9. Integration points

Surface Owner spec What this spec adds
Redactor Protocol (forget_user(user_id)) shipped by 12a-2; this spec doesn’t change
PseudonymizingRedactor default impl shipped by 12a-2; this spec doesn’t change
/analytics/user/{user_id}/export (HTTP) analytics-api.md §4.10 (12a-2) Add ?redact=<mode> query parameter that wraps the JSONL stream through EventRedactor before yielding. v1 keeps the parameter optional (default passthrough).
/analytics/user/{user_id}/forget (HTTP) analytics-api.md §4.10 (12a-2)
metis audit export (CLI) this spec New CLI; reads from AnalyticsStore.user_export (no user_id filter ⇒ full window) and pipes through EventRedactor.
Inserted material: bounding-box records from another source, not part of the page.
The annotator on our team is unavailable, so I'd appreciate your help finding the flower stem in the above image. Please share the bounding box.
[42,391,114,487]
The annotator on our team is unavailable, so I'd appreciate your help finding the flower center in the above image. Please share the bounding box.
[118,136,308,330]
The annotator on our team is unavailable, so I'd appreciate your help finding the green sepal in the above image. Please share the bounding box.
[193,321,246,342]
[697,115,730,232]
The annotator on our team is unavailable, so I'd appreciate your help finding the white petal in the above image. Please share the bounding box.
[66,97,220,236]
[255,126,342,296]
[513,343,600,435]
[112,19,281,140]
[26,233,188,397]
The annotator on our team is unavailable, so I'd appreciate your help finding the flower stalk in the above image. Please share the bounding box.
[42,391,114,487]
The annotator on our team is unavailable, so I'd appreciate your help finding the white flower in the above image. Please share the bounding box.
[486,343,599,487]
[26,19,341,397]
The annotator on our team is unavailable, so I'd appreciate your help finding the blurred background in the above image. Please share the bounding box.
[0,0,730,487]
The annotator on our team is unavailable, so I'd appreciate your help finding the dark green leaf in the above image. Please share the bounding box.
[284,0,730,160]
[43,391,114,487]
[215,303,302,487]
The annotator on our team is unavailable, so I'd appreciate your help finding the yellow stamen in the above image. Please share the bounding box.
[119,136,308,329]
metis user forget (CLI) this spec New CLI; invokes PseudonymizingRedactor.forget_user and emits analytics.user_forgotten.

The redactor’s input contract (Iterable[Event] for EventRedactor, forget_user(user_id) -> int for the Protocol) is stable; downstream callers (HTTP / CLI / future tooling) compose either contract without touching this module.

10. Out of scope for v1

  1. Per-field operator override. v1 ships fixed PRIVATE-tier strip targets (§3.2). A future revision can accept --keep-field <event_type>.<field> flags.
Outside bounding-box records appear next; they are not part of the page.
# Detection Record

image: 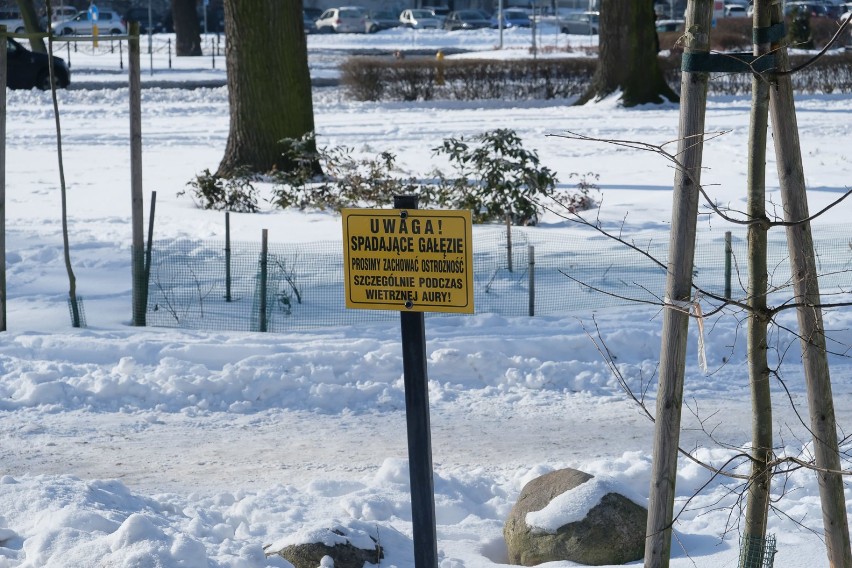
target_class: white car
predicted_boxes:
[51,10,127,35]
[399,10,441,30]
[725,4,748,18]
[315,6,375,34]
  2. Re-identification keys. Some compliance regimes require a separate “reidentification” key that lets the operator un-redact a specific record on lawful request. v1 hashes are one-way; no escrow.
  3. Differential privacy guarantees on aggregate_only. The aggregate output is a deterministic sum/count/min/max; k-anonymity / DP-noise additions are deferred until a buyer asks. The current aggregate is safe-by-construction for the buyer’s own data but not for cross-tenant pooling.
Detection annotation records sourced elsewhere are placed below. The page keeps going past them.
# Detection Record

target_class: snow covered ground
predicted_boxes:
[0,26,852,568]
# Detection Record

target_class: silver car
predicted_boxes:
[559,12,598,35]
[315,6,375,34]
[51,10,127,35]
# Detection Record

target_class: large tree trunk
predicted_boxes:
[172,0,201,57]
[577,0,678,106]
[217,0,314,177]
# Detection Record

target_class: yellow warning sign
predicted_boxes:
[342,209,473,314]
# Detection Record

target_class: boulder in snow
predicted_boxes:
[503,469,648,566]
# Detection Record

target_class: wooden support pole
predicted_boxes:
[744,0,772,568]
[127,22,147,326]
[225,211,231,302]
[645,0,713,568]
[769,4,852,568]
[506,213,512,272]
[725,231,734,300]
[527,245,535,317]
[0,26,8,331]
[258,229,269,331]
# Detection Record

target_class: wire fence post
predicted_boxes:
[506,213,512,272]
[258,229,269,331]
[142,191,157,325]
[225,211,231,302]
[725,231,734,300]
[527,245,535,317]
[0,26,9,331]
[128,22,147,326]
  4. Streaming redaction over the bus. v1 redacts only at export. A future “redacted-tee” subscriber that produces a parallel pseudonymized stream is plausible (gateway-hardening.md §6 has a related abuse-detection use case) but not in v1.
  5. Forgetting individual sessions or workspaces. Only user_id is supported in v1. Per-session GDPR delete is a separate ask; documented gap.
  6. Multi-user audit-log access controls. v1 inherits the existing loopback-only posture (server-api.md §3.1). Splitting “operator can export” from “operator can forget” is RBAC territory (multi-user.md §8, item 3).